Mindestens genauso faszinierend beschreibt Eulberg anschaulich die sozialen Verhältnisse der kleinsten Tiere und findet dabei Analogien zu bekannteren Tieren wie Schafen, Wölfen und Schäferhunden. Die Leibspeise der Florfliege sind Wollläuse, die wiederum in Herden leben und von Ameisen gepflegt und bewacht werden. Die Ameisen melken die Läuse, um ihren süßen Honigtau zu gewinnen – halten sie also als Nutztiere. Die Florfliege schnappt sich hingegen Wollläuse, die sich abseits der Herde befinden, tötet sie und zieht sich ihre »Wolle« über. So wird die Fliege weder von den anderen Läusen noch von den Ameisen erkannt und saugt eine Laus nach der anderen aus.
Der Autor fokussiert aber nicht nur auf Tiere. Pilze zum Beispiel besiedeln seit einer Milliarde Jahren (und somit doppelt so lange wie an Land lebende Pflanzen) unseren Planeten. Eulberg beschreibt detailliert, wie sie Steine zersetzen, sich von ihren Mineralen ernähren und so erst die Grundlage für Erde und anderes Leben legten. Die Symbiose mit Algen und später Bäumen ermöglichte das, was wir heute als Wald kennen.

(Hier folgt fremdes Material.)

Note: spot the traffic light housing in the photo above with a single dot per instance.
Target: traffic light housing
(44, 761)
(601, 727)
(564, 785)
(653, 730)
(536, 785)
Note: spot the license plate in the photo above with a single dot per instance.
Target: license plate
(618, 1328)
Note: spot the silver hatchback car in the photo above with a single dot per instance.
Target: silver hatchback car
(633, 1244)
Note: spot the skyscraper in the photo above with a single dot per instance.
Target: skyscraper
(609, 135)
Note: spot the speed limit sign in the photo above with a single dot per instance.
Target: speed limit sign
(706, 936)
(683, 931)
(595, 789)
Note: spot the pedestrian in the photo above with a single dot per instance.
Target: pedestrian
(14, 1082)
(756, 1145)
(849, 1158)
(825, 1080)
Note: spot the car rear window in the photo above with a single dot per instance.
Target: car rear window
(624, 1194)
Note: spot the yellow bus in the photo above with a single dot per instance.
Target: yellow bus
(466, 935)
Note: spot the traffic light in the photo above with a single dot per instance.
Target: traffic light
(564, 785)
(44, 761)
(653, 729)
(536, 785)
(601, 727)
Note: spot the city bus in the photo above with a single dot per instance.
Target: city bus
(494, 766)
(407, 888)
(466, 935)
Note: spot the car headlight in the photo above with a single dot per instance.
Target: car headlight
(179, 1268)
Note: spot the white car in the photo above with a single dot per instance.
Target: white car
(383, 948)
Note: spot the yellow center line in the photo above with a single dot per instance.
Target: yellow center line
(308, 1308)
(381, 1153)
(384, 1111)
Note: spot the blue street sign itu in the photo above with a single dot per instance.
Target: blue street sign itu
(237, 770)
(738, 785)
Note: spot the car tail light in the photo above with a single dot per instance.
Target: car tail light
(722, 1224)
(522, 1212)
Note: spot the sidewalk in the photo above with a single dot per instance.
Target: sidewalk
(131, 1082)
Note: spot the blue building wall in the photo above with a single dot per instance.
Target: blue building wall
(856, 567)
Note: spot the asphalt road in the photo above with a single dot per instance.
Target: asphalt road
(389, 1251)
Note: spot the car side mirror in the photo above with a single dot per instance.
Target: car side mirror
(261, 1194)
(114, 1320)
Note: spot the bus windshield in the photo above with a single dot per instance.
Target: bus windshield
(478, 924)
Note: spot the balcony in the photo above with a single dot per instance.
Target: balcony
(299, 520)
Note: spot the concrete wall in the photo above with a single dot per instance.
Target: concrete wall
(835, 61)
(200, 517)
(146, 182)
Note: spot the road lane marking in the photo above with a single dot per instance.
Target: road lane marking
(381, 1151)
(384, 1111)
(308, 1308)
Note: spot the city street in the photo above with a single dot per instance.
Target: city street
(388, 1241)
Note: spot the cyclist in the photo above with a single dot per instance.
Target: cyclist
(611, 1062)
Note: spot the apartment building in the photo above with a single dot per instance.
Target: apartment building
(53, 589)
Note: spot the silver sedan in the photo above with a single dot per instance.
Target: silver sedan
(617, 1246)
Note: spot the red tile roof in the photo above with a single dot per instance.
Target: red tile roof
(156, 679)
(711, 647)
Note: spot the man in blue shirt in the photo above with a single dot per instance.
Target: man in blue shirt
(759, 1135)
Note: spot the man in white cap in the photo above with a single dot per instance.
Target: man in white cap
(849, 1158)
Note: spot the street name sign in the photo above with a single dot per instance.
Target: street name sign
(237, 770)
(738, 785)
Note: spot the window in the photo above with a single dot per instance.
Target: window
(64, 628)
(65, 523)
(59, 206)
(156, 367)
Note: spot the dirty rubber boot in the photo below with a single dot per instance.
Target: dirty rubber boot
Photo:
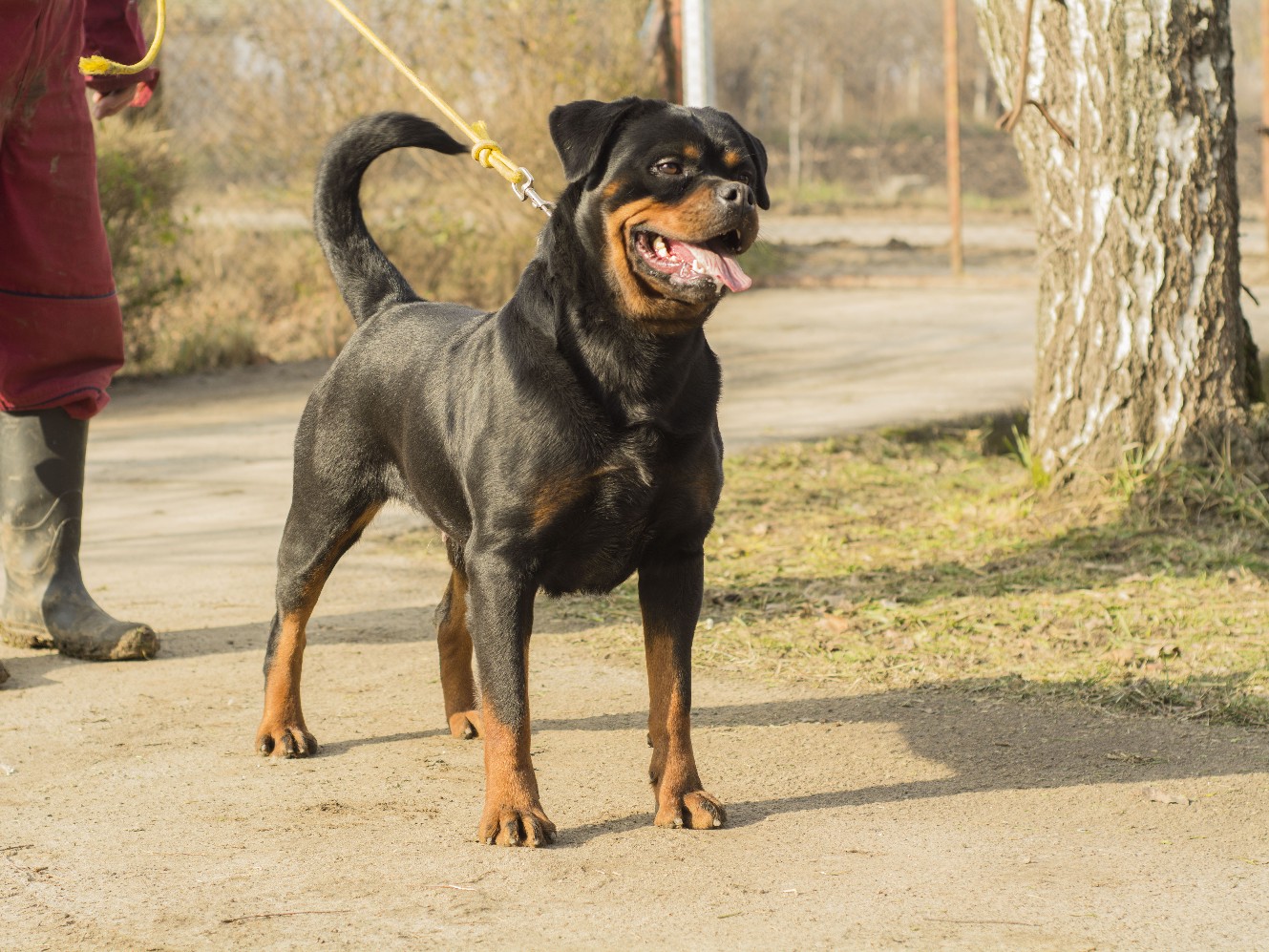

Das alles sind nur wenige Beispiele aus der faszinierenden Palette, die Eulberg in seinem Buch ausbreitet. Ergänzt wird der Text durch viele naturgetreue farbige Zeichnungen der »Cramers Gallery of Nature« des schweizerischen Erich Cramer Verlags, die hauptsächlich aus der Mitte des 20. Jahrhunderts stammen. Wenn man dieses Werk liest, sieht man im Wald zweifelsohne mehr als »einen Fuchs und ein paar Fichten«, wie es im Vorwort heißt.